Selim ile Canan

Selim ile Canan

9
20
47
Kaleye çıktılar ve yanyana oturdular. Canan başını Selim'in omzuna dayadı. Selim sağ eli ile Canan'ı belinden kavradı. Hava biraz soğuktu, hafif bir rüzgâr çıkıyor, Canan'ın saçları bir balerin edasıyla dans ediyor, bazen de Selim'in yüzüne vuruyordu. Montunu çıkardı Selim, Canan'ın omuzlarından sırtına geçirdi. Sağ eli ile Canan'ın sol elini tuttu. Canan biraz tebessüm ederek başını tekrar Selim'in omzuna koydu.

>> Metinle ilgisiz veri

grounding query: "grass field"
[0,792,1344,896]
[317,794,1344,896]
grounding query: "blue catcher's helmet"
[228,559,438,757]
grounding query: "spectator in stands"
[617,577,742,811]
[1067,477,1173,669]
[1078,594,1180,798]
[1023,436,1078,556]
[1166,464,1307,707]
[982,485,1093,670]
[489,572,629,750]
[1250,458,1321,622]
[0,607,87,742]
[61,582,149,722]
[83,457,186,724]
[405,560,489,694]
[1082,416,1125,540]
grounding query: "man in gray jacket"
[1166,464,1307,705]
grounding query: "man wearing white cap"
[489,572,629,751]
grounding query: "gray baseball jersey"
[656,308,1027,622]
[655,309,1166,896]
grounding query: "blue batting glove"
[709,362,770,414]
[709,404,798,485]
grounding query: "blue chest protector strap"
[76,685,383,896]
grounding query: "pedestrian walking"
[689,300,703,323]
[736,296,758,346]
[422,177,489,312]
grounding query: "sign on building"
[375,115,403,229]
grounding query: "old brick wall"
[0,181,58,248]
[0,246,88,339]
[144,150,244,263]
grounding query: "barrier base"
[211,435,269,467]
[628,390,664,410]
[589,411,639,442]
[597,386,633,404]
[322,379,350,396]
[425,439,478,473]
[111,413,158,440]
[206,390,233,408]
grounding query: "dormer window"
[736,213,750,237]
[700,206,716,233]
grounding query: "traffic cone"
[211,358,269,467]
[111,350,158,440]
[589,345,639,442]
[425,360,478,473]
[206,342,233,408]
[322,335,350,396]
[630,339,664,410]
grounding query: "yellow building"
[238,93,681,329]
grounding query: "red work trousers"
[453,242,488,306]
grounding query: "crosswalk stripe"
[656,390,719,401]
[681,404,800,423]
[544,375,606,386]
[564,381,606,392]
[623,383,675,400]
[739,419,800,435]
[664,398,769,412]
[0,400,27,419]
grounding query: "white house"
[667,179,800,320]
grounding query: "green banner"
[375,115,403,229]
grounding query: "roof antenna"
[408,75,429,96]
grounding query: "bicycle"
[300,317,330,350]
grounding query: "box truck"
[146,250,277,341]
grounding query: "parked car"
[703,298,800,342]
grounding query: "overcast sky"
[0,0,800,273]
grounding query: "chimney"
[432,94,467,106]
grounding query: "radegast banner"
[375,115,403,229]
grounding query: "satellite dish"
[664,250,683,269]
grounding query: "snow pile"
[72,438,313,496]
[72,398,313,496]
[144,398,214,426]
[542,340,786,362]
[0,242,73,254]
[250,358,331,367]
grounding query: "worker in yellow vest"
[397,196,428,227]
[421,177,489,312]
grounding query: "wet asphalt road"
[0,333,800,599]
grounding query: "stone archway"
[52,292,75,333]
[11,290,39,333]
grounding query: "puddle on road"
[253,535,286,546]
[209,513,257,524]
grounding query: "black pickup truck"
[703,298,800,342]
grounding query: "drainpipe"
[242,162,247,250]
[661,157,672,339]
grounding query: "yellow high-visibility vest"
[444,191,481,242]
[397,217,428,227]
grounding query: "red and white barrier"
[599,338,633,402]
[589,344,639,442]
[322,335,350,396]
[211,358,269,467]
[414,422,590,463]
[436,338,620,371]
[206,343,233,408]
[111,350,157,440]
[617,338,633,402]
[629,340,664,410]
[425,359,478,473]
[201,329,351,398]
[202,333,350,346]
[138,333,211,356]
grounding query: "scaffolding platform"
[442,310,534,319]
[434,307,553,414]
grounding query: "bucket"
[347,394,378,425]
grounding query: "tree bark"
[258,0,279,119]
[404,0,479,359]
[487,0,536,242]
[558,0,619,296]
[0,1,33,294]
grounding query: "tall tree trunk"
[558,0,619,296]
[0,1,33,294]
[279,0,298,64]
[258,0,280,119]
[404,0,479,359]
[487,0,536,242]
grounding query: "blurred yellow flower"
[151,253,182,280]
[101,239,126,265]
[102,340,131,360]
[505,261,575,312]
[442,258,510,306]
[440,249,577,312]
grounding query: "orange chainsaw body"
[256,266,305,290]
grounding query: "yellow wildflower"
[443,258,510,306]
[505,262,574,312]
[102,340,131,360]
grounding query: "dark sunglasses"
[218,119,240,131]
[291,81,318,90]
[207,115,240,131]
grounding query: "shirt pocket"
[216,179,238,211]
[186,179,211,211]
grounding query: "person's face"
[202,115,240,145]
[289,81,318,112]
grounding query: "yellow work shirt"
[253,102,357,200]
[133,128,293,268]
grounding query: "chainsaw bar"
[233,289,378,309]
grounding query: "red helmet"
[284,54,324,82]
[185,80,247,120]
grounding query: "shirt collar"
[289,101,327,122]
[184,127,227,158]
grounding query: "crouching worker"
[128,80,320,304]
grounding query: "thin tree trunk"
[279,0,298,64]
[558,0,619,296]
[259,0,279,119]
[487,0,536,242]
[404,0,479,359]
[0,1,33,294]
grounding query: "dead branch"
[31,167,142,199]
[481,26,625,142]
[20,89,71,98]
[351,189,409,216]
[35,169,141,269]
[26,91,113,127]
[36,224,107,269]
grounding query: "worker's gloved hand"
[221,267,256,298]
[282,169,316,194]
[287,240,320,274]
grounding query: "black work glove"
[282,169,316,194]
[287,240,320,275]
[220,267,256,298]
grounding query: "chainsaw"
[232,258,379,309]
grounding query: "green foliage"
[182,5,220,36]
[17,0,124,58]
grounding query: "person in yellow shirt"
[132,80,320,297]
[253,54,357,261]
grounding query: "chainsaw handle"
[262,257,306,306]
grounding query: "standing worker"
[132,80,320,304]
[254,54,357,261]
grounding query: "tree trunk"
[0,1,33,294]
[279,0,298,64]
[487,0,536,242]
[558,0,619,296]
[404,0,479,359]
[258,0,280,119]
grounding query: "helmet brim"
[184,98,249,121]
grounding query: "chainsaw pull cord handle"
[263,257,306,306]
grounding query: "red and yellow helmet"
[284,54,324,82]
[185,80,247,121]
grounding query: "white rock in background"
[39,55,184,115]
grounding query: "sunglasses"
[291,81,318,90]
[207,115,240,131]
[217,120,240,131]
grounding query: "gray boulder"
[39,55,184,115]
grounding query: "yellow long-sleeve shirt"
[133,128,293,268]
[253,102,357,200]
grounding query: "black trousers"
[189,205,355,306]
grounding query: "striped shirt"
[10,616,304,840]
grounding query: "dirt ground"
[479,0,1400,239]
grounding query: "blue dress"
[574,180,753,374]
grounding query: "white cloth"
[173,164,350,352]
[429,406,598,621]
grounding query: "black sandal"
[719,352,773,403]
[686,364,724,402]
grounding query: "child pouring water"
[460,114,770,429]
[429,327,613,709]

Altlarında deniz... Güneşin batışını izliyorlardı. Gün batımı yavaş yavaş gerçekleşirken denizin ortası yavaş yavaş kızıllaşıyordu. Denizin kızılımsı tarafından kuşlar sürü ile hareket ediyordu. Bu manzara Canan'ın çok hoşuna gitmişti, sıkıca sarıldı Selim'e. Kafası Selim'in göğsündeydi. Gözlerini kapadı Selim, Canan'ın saçlarını kokladı, derin derin içine çekti kokusunu. Kokladı... kokladı... doyamadı. Sanki ciğerleri Canan ile dolmuştu."Kuşlar" dedi Canan, "ne kadar özgürler." "Onlar özgür değiller ki" diye cevap verdi Selim. "Neden" dedi Canan. "Doğadaki bütün canlılar, biz insanlar dahil, herkesin birbirine ihtiyacı vardır. Bak mesela bu kadar özgür olsalardı tek başına, hiç bir tehlike arz etmeden uçabilirlerdi. Belki bir tarafa göçüyorlar, belki yiyecek bir şey arıyorlar, belki biz insanlardan bir yardım bekliyor, umut... Evet umut onlarda da var. Doğanın kanunu bu bütün canlılar birbirine muhtaçtır." dedi Selim.Etkilendi Canan, "doğru" dedi. Ve devam etti: "Biz her zaman birbirimize sıkıca sarılalım, yeri gelince arkadaş, dost, eş... ne olabiliyorsak olalım" dedi. "Hepsi" dedi Selim "hepsi olacağız." Sıkıca sarıldılar birbirlerine. Öpüşüp koklaştılar.Güneş batmış, kuşlar gitmiş, denizin kızıllığı kalmamıştı. "Eee" dedi yazar "her güzel şeyin bir sonu vardır, siz güzel olduktan sonra güzellikler hep sizinle gelir, yarın tekrar gelin." diye bitirdi hikayesini.